We have a rich history of letting people protest in this country, so we deal with a lot of demonstrations in Parliament Square.  It could be anything from Extinction Rebellion glueing themselves to railings or a human rights march with people protesting about conditions in their ‘home’ countries.  Many places around the world don’t give people a voice and I’m proud that we do.  For that reason, the protesters are generally polite and appreciative of our role in ensuring peaceful protesting.

Outside of work I’ve always got plenty of ‘sideline’ projects, it keeps the brain busy. I love rebuilding bits of sound equipment, the old stuff. I found a Fairground trailer in a reclamation yard complete with Control Box and the hydraulics for a ride, I’m going to turn it into a mobile DJ booth, keeping the original artwork and the 400 lights that I’m having to re-wire by hand. I’ve got a truck that I’m doing up to become an ice-cream van, so there’s never a dull moment, even in Lockdown.

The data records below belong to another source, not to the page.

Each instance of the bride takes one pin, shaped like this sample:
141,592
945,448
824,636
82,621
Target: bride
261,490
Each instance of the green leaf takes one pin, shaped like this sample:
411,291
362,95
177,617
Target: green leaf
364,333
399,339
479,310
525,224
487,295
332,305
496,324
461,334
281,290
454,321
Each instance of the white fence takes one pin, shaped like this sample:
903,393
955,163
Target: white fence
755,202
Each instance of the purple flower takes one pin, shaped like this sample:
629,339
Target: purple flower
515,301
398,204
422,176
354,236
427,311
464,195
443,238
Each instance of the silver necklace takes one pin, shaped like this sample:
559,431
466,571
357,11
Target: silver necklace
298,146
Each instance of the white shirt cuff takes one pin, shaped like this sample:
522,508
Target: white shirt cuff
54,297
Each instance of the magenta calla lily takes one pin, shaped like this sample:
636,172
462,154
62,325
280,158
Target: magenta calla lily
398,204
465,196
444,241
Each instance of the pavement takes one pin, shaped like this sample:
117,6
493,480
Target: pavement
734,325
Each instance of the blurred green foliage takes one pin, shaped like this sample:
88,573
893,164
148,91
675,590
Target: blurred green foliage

One thing I am missing this year is the trip to the National Police Memorial in Washington DC. I’ve been honoured to attend a couple of times with a few colleagues from The Met.  We go in our own time, pay our own way and take the opportunity to meet fellow officers and pay our respects to the fallen. We’ve ‘borrowed’ the idea of a police unity tour from the US and now do it in the UK, cycling from London to the National Memorial Arboretum in Staffordshire. I’m looking forward to being part of that again when the time is right. In the meantime, I’m focused on progressing in The Met. I’m currently studying for my Sergeant’s exam which will be done remotely, over video, very soon.